A Victim of the Aurora
- Author: Thomas Keneally
- Language: English
- Genre: Fiction
- Publisher: Collins, Australia
- Publication date: 1977
- Publication place: Australia
- Media type: Print
- Pages: 222 pp
- ISBN: 0002224933
- Preceded by: Season in Purgatory
- Followed by: Passenger

= A Victim of the Aurora =

1977 novel by Thomas Keneally

A Victim of the Aurora is a 1977 novel by Australian writer Thomas Keneally.

==Abstract==
In the 1970s, Anthony Piers, the narrator of the story is an aged man living in a rest home who decides to tell the story in flashback. In the Antarctic winter in 1910, a group of gentlemen adventurers, led by Captain Sir Eugene Stewart, wait for an opportunity to strike out for the South Pole. One of them is found dead, and now Stewart must find out which of his 25 carefully-chosen men has become a murderer.
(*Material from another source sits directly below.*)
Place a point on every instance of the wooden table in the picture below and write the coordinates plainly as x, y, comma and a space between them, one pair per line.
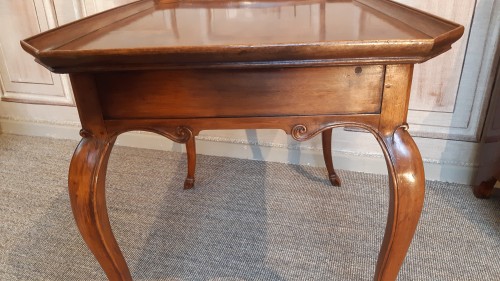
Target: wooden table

Stewart, along with Piers and another man, Sullivan, form the triumvirate to get to the bottom of the matter.

==Dedication==
"To Bob Hawke"

==Critical reception==
In the Canberra Times Hope Hewitt stated: "the understated form of expression contributes to the real point of the book. This is not the excitement, of a whodunit, for the process of revelation is quiet and sad, in the mind not in the action. The event of greatest impact is not the disclosure of the murderer but what happened afterwards, the decision in the mind of Sir Eugene. "

==Publication history==
After its original publication in 1977 by Collins, the novel was published as follows:

- Harcourt Brace Jovanovich, USA, 1978
- Fontana, UK, 1978

And then in various paperback, braille and sound recording editions.